MSP Active Protect is an extension of the Firewalla Box’s Active Protect. 

By leveraging extended data visibility (30-day or 180-day flows) and machine-learning-based Firewalla Intelligence running inside your MSP instance, MSP Active Protect can help you analyze your network’s behavior and optimize your alarms.

MSP Active Protect is currently in the beta stage. Since alarms can be generated or archived in multiple ways, we continue refining how the analysis results are presented. During the beta stage, the algorithms used are much less aggressive.

This feature is only available with Firewalla MSP Professional or Business. Try 3 months for the price of 1. Cancel anytime.

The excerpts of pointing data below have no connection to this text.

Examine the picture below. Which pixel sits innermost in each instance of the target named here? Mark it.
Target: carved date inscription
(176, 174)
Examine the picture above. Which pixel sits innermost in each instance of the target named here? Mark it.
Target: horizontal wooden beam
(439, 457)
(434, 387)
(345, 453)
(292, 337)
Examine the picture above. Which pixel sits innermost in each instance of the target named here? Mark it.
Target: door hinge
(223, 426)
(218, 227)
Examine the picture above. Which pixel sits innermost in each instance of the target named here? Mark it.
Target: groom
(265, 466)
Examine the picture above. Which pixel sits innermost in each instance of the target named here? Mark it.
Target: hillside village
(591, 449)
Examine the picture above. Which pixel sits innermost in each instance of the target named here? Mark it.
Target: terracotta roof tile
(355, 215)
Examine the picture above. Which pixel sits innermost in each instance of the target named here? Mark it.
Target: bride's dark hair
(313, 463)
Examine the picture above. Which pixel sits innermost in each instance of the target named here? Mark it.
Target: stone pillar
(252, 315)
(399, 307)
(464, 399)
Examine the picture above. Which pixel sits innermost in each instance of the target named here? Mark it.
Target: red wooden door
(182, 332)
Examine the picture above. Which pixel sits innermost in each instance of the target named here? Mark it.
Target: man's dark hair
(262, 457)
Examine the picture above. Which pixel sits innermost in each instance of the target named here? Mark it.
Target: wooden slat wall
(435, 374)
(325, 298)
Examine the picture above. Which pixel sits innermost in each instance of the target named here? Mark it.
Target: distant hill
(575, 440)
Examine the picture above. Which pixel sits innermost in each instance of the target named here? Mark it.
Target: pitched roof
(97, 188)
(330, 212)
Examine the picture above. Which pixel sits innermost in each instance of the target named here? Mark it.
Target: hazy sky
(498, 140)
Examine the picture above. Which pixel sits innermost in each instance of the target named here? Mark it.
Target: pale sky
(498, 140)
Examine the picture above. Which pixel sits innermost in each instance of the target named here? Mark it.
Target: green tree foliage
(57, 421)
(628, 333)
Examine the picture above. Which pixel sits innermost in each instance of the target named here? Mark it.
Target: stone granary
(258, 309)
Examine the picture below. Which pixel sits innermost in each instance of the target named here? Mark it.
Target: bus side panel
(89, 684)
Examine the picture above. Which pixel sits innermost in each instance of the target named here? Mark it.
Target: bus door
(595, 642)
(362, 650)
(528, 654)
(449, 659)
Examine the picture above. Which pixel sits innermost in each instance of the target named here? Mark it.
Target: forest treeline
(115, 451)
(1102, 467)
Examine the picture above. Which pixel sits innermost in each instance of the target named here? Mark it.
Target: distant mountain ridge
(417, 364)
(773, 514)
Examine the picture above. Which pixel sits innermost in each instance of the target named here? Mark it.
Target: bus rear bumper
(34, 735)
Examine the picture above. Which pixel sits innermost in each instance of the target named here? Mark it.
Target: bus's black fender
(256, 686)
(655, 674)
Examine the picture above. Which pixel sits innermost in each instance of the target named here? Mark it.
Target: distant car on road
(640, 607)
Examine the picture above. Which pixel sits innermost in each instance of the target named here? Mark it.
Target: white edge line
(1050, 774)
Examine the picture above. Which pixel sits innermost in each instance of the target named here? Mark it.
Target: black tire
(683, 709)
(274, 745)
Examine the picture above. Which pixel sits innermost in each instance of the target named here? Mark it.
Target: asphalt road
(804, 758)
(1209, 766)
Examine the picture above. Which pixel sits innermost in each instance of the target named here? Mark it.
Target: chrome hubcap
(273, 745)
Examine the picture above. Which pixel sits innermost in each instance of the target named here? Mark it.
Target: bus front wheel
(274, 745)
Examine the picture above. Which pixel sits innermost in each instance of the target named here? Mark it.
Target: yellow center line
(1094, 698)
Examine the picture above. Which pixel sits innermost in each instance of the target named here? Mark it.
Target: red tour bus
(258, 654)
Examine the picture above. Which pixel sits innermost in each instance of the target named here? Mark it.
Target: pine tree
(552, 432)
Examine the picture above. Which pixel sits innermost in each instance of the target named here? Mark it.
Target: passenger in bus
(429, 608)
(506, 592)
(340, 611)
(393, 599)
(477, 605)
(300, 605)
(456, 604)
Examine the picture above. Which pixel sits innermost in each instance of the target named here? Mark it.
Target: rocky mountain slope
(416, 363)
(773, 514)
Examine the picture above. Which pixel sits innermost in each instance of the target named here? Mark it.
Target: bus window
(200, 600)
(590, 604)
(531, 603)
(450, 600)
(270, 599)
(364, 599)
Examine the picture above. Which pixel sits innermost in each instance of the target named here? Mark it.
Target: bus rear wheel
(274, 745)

In MSP 2.10.2 or later, MSP Active Protect requires Firewalla AI.

MSP Active Protect

Imagine you have a smart security camera outside your home. When you arrive home each day at 6PM, your camera detects this motion and uploads the data to its cloud. The Firewalla App then sends an alarm indicating an abnormal upload from the camera. Since the Firewalla App only retains flow data for 24 hours, your daily arrival always appears abnormal.

Firewalla MSP, however, offers 30- or 180-day data retention, providing more information for Firewalla Intelligence to analyze. MSP Active Protect can analyze your security camera’s upload behavior over the past 30 or 180 days to identify normal patterns.  

It adds two new features:

• Alarm Optimizer: Automatically archives alarms identified as normal behavior. This feature improves the accuracy of your alarms and reduces false positives. 
• Advanced Behavioral Alarm: Generates new alarms and identifies new anomalies. This feature ensures that you focus on the important alarms and take notice of behavioral anomalies.

How to enable MSP Active Protect

In MSP 2.10.2, you'll need Firewalla AI enabled on MSP. Click Protect on the left navigation panel and enable Firewalla AI. Note that Firewalla AI is a global MSP feature and must be enabled on all boxes.

• Firewalla AI is optional. AI-generated content may not always be accurate or complete — always verify important information before taking action. Learn more about Firewalla AI here. 

Once Firewalla AI is enabled, MSP Active Protect is enabled by default. Click Protect on the left navigation bar to turn on/off Alarm Optimizer and Advanced Behavioral Alarm. 

• Only available to boxes in 30-Day and 180-Day Flows seats.

The Protect page will display charts for the number of alarms archived or generated over the past 30 days. The Alarms page will also display a Security Alarm Summary chart on the right side. It shows:

• Advanced Behavioral Alarms: Alarms triggered by anomalous network behavior.
• AI Auto-Archived: Alarms that Firewalla AI has automatically archived.
• Needs Review: Alarms that AI has analyzed but not archived, requiring your attention and action.

Click on the chart to filter the alarm list by type, helping you focus on what matters most. 

If Alarm Optimizer is enabled, a Show Critical Alarms button will appear next to the alarm settings, displaying all alarms that Firewalla AI has analyzed and recommended for blocking. 

While AI flags these connections as suspicious, always review the details and use your own judgment before deciding to block any connection.

Firewalla AI Analysis

If Alarm Optimizer is enabled, Firewalla AI will actively analyze all Security Activity and Abnormal Upload alarms, evaluate risk, and identify suspicious connections.

For alarms analyzed by MSP Active Protect, the alarm details may include:

• AI Assessment: Whether the activity is considered Suspicious, Possibly Suspicious, or Low Risk.
• Recommended Actions: For Security Activity alarms assessed as suspicious, AI will recommend blocking the connection or investigating further.
• Firewalla AI Analysis tab: Displays a summary of the AI analysis, key intel about the connected destination or source, and reference links so you can verify the findings before taking action.